Şu anda Hamburg’da bulunan dünya liderleri; Türkiye’de insan haklarının hızlı kötüye gidişi hakkında şimdiye kadar son derece hoşgörülü davranmıştır. Şimdi Cumhurbaşkanı Erdoğan da aralarındayken, bu durumu kararlılıkla gündeme getirmelerinin ve hâlihazırda parmaklıklar arkasında olan tüm insan hakları savunucularının serbest bırakılması için çağrıda bulunmalarının tam zamanı.

‘İnsan hakları savunucuları üzerinde oluşturulan baskıya son verilsin’

İnsan Hakları Derneği (İHD) Genel Merkezi de insan hakları savunucularının topluca gözaltına alınmalarının kabul edilemez olduğunu belirttiği bir açıklama yaptı.

Açıklamada şunlar ifade edildi:

5 Temmuz 2017 günü, İstanbul, Büyükada’da, insan hakları savunucularının eğitim toplantısı için bulundukları otel polis tarafından basılmış, Türkiye’nin önde gelen insan hakları örgütlerinin temsilcilerinden 9’u ve eğitim çalışmasında görevli 3 kişi gözaltına alınmıştır.

Yakın zamanda Uluslararası af Örgütü’nün Türkiye Şubesi başkanı Taner Kılıç’ın önce gözaltına alınması sonra da tutuklanması hatırlardadır.

Son iki yılda insan hakları örgütlerinin bazılarının kapatıldığı(Gündem Çocuk gibi), bazıları hakkında düzenledikleri raporlar nedeniyle(Cizre raporu gibi) soruşturmalara maruz kaldıkları (İHD, TİHV, Gündem Çocuk gibi) ve faaliyetleri nedeniyle pek çok insan hakları savunucuları hakkında davalar açıldığı, gözaltı ve tutuklamalara maruz kaldıkları(İHD yönetici ve üyeleri hakkında açılmış yüzlerle ifade edilen soruşturma ve davalar gibi) bilinmektedir.
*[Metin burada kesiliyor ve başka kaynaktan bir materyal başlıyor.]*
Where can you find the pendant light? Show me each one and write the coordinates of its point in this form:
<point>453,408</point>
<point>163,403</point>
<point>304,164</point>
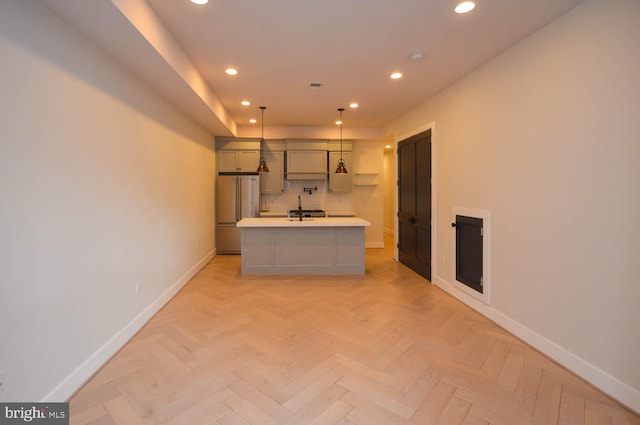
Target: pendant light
<point>262,168</point>
<point>341,168</point>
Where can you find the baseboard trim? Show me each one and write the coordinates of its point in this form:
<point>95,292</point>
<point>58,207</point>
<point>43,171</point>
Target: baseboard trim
<point>89,367</point>
<point>610,385</point>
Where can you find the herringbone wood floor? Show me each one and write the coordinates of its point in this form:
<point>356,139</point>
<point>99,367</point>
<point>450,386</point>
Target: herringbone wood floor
<point>384,348</point>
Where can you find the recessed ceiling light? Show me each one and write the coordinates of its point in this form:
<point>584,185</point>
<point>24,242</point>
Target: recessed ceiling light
<point>416,56</point>
<point>465,6</point>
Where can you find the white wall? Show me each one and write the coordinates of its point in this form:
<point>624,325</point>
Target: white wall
<point>547,137</point>
<point>389,189</point>
<point>103,184</point>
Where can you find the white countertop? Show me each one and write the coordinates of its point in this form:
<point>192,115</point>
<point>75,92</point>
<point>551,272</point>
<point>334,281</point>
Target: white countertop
<point>306,222</point>
<point>273,213</point>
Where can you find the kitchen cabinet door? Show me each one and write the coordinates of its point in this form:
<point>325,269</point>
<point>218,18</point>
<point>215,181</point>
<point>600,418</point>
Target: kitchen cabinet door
<point>248,160</point>
<point>273,181</point>
<point>340,182</point>
<point>238,160</point>
<point>306,162</point>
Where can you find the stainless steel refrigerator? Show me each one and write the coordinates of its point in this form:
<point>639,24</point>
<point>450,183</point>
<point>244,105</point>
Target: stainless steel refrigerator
<point>238,197</point>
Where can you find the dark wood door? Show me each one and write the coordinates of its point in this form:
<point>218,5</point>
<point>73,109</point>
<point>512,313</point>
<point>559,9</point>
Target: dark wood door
<point>414,203</point>
<point>469,246</point>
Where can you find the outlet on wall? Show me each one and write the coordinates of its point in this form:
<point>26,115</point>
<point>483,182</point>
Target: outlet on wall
<point>2,384</point>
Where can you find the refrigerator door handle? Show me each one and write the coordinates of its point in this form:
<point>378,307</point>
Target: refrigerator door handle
<point>238,199</point>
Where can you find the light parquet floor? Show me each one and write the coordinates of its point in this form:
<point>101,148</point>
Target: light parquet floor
<point>386,348</point>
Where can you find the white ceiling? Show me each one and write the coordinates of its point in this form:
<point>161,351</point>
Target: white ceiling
<point>350,46</point>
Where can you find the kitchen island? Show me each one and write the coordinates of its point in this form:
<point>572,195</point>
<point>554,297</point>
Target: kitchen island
<point>327,246</point>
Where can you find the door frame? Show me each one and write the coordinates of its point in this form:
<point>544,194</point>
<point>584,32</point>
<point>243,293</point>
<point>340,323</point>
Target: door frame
<point>397,139</point>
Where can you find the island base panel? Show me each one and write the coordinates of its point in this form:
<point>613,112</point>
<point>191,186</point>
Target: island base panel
<point>330,251</point>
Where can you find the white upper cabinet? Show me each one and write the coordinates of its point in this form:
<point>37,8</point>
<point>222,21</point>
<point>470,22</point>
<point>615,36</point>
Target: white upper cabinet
<point>232,160</point>
<point>306,160</point>
<point>237,154</point>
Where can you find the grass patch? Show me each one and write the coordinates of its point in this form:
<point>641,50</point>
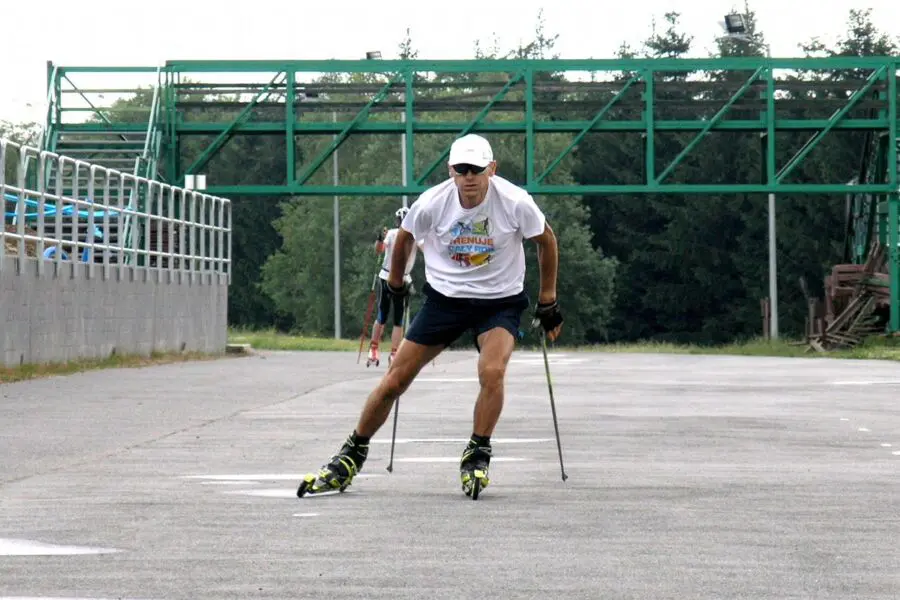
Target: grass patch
<point>878,348</point>
<point>37,371</point>
<point>273,340</point>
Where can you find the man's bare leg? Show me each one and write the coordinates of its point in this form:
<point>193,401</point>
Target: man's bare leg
<point>496,348</point>
<point>396,338</point>
<point>338,474</point>
<point>410,359</point>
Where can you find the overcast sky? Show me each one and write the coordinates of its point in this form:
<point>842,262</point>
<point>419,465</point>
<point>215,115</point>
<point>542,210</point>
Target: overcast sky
<point>119,33</point>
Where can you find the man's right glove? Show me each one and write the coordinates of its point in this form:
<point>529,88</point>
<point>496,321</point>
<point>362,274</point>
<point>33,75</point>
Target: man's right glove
<point>399,292</point>
<point>547,316</point>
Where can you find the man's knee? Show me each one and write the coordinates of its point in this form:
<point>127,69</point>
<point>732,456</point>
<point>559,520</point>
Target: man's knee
<point>398,378</point>
<point>492,374</point>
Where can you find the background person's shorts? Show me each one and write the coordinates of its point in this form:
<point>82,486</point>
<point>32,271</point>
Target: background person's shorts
<point>442,320</point>
<point>384,305</point>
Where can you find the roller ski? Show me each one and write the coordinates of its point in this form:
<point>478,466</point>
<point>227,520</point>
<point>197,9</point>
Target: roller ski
<point>373,358</point>
<point>473,469</point>
<point>338,474</point>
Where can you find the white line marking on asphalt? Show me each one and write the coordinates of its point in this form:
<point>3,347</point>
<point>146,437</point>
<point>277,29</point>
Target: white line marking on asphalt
<point>17,547</point>
<point>252,478</point>
<point>455,459</point>
<point>228,482</point>
<point>445,380</point>
<point>867,382</point>
<point>459,440</point>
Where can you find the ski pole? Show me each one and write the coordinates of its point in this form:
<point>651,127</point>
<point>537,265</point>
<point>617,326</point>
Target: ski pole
<point>390,467</point>
<point>365,330</point>
<point>552,403</point>
<point>362,336</point>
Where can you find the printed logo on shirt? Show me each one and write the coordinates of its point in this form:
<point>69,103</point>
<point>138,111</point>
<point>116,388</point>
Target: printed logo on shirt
<point>472,244</point>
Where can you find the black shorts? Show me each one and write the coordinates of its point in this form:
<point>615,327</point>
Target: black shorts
<point>384,305</point>
<point>442,320</point>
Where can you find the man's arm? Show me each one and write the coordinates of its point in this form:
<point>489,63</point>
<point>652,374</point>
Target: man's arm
<point>403,245</point>
<point>548,263</point>
<point>547,310</point>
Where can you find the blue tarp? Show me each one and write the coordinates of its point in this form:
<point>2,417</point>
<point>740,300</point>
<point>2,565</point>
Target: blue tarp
<point>50,209</point>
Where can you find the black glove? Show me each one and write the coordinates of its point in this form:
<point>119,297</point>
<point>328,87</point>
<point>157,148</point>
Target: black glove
<point>547,316</point>
<point>399,292</point>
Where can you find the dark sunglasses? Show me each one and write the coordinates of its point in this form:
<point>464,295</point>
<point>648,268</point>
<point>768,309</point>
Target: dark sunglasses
<point>465,169</point>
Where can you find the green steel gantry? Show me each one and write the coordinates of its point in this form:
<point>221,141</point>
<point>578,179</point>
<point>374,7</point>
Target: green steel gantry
<point>186,111</point>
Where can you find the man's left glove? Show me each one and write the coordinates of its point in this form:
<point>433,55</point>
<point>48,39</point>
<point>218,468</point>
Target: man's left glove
<point>400,292</point>
<point>548,316</point>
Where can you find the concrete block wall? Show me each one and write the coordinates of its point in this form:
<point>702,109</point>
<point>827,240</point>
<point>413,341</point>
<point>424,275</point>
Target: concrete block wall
<point>69,312</point>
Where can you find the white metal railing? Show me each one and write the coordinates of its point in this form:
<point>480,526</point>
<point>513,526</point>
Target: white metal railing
<point>83,217</point>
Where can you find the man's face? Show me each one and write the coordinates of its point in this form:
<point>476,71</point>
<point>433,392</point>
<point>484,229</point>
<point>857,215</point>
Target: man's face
<point>472,181</point>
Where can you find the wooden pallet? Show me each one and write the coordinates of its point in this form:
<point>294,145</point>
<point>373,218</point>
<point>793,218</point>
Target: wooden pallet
<point>852,294</point>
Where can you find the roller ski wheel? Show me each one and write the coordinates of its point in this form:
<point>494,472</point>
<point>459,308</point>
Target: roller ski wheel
<point>373,358</point>
<point>473,482</point>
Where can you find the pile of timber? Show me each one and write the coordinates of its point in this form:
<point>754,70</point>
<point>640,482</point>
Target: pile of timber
<point>853,293</point>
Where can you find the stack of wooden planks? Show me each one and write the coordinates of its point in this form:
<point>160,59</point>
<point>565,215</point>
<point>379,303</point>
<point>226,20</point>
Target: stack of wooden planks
<point>853,293</point>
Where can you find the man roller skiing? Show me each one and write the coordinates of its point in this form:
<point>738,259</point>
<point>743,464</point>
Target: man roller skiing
<point>386,243</point>
<point>471,228</point>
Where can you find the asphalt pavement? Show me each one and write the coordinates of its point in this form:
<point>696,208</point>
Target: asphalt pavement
<point>689,477</point>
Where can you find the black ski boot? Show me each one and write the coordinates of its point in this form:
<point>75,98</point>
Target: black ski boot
<point>473,469</point>
<point>339,473</point>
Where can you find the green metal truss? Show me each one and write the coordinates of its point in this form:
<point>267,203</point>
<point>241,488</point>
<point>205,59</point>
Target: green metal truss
<point>762,95</point>
<point>651,100</point>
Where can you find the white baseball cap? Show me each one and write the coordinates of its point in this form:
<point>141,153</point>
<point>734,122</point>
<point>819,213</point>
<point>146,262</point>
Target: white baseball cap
<point>471,150</point>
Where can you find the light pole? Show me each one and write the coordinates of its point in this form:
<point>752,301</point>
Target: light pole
<point>734,26</point>
<point>337,223</point>
<point>337,241</point>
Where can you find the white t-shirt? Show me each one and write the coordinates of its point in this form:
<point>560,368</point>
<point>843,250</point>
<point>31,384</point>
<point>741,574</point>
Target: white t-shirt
<point>477,252</point>
<point>389,240</point>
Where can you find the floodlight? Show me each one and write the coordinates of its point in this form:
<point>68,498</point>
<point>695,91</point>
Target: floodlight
<point>735,24</point>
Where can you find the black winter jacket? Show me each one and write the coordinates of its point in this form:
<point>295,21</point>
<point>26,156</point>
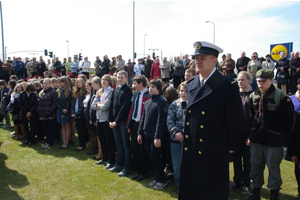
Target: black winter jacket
<point>47,103</point>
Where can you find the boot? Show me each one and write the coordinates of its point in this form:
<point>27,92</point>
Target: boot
<point>255,194</point>
<point>274,194</point>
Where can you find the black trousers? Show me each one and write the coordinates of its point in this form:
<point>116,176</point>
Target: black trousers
<point>140,157</point>
<point>49,129</point>
<point>29,128</point>
<point>156,155</point>
<point>241,165</point>
<point>297,174</point>
<point>81,130</point>
<point>106,137</point>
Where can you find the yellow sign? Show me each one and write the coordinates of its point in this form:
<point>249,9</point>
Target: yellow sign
<point>275,52</point>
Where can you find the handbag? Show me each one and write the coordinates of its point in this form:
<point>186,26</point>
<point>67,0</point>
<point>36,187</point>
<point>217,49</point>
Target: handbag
<point>281,78</point>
Hükümete ve soruşturma makamlarına hatırlatmak isteriz:

Birleşmiş Milletler tarafından(BM) 9 Aralık 1998 tarihinde kabul ve ilan edilen, kısa adıyla “İnsan Hakları Savunucularının Korunması Bildirisi”, insan hakları savunucularının haklarını, ödevlerini ve aynı zamanda devletlerin sorumluluklarını düzenler.

Bildiri, insan haklarını savunma hakkının kendisini bir insan hakkı olarak vurgular. Herkesin insan haklarını savunma hakkı vardır. İnsan hakları savunucuları da, bireysel olarak ya da başkalarıyla birlikte insan haklarını korumak ve geliştirmek için çalışan kişilerdir.

Bu konuda Avrupa Birliği de “Rehber ilkeler” oluşturmuştur.

Hükümetler, çeşitli belgelerde, insan hakları savunucularını tanıyacaklarını, koruyacaklarını, faaliyetlerini kolaylaştıracaklarını taahhüt etmişlerdir. İnsan hakları savunucularının gözaltına alınması hak savunucularını kişi özgürlüğü ve güvenliği hakkı bakımından ne kadar güvenceden yoksun olduklarını göstermektedir.

Çağrımızdır:

Gözaltındaki insan hakları savunucuları derhal serbest bırakılsın!

Asılsız ihbarlarda bulunanlar hakkında soruşturma açılsın!

İnsan hakları savunucuları üzerinde oluşturulan baskıya son verilsin!